For another model to raise that question, just watch the current promises in play right now about how spending a little bit of money on "programs" of rehabilitation will bring big savings in prison construction costs. Really? Who, exactly, will be keeping track of the new crimes and damages cost by early release?
[This message was edited by JB on 01-24-07 at .]
When I was a defense lawyer in Taylor County, the CSRP bond worked well in many situations. It helped some people who could not make a bond get out of jail, easing jail crowding concerns. Some paid their lawyer, but I don't remember seeing much of that myself. It also served at times as way for a defendant to prove or disprove his ability to make probation. As the prosecutor in another county now which does not have it, we get by without it, but I see instances where it would be useful.
On a related note, have any of you tried collecting attorney's fees on bond forfeitures which end up going to court. I have started asking for them. I know at least one court of appeals, not mine, says you can't get them, but I disagree. It seems if they had the threat of having to pay a little more for wasting my time they might settle up quicker.

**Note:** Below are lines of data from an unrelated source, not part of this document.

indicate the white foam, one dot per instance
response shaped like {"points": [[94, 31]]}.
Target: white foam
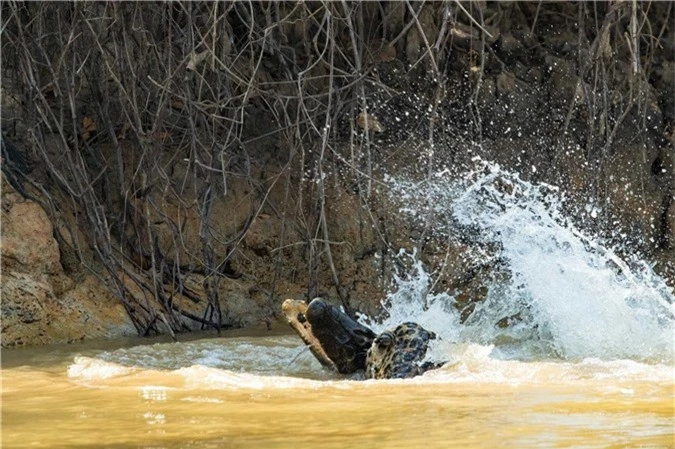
{"points": [[573, 297]]}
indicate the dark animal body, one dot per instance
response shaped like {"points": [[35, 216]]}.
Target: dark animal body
{"points": [[341, 343]]}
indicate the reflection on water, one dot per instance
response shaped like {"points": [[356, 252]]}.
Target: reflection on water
{"points": [[243, 391]]}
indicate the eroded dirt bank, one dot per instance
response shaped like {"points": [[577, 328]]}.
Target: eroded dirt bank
{"points": [[181, 166]]}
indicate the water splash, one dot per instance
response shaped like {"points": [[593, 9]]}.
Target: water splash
{"points": [[566, 295]]}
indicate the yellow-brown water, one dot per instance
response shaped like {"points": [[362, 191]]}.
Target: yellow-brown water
{"points": [[248, 391]]}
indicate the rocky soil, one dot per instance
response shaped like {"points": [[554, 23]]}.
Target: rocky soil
{"points": [[273, 214]]}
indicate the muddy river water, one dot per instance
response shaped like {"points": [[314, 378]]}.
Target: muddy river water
{"points": [[586, 358], [261, 390]]}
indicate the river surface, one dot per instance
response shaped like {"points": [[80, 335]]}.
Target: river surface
{"points": [[573, 346], [261, 390]]}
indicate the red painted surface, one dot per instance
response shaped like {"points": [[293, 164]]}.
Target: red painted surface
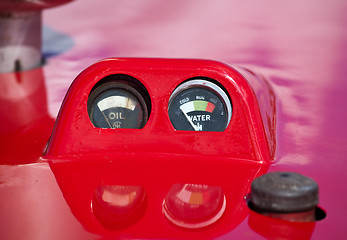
{"points": [[155, 157], [299, 48]]}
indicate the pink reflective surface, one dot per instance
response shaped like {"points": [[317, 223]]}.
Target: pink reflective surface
{"points": [[298, 46]]}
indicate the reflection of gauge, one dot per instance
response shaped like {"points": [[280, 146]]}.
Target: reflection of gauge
{"points": [[117, 105], [199, 105]]}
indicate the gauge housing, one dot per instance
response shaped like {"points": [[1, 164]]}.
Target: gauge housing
{"points": [[200, 105], [84, 158]]}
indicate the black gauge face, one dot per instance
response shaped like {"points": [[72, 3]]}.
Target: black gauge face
{"points": [[199, 105], [117, 105]]}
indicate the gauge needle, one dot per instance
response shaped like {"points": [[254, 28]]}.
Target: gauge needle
{"points": [[190, 121]]}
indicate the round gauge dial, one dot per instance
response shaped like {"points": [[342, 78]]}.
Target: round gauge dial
{"points": [[117, 105], [199, 105]]}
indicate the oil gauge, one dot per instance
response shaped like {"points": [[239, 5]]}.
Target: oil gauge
{"points": [[199, 105], [117, 104]]}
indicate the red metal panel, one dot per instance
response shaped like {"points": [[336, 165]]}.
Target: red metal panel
{"points": [[299, 47]]}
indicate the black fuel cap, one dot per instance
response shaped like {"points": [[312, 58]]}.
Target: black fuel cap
{"points": [[284, 192]]}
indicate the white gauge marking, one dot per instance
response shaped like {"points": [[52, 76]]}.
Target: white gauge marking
{"points": [[190, 121], [187, 107], [117, 101]]}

Attorney's fee for the salaried prosecutor who seeks to enforce a bond contract. Hmmm. Are you saying Chapter 38 of the Civil Practice and Remedies Code applies? David Finney are you out there? Most bond forfeitures these days only involve interest and court costs and re-arrest fees anyway. I think you are going nowhere, but I wish you luck!
The Government code does not apply to BF's. Only the Code of Crim procedure does and the case is governed by the Code of Civil Proceedure. There is no provision in law for atty fees in a criminal case. BF's are criminal cases which is why the Govt Code and other substantive laws do not apply. Several cases on that.
Personal Bonds: If the purpose of a bond is to assure appearance, a personal bond with careful choice of who gets one is great. The accussed is presummed innocent and should not have to pay more to a Surety if he is likely to appear. Staistics find that the no-show rates are about equal.
Now, if the object is for us to make money on dissappearing defendants, Surety bonds are great. You can sue the the Personal bond def, but collection is rather hard. We use Scofflaw to prevent car regisrations until they pay us. We do sue on Personal bonds. It is not fair to Sureties if you do not.
Now, if the object is to ensure appearance a Surety may not have a finacial incentive at all! Most counties do not make them pay enough. Also, they are allowed to, and do, take security on the bond. They generally have no risk in an unsure case because of this. They will not write the bond without security. If the object of bonds are to secure appearances, that does not do it. Security should be outlawed! Many states have outlawed security because that allows the defendant to buy his way out of jail even if he is sure to run.
Some states have abolished Suerty bonds. They give personal bonds to good risks and no bond to those likely to split.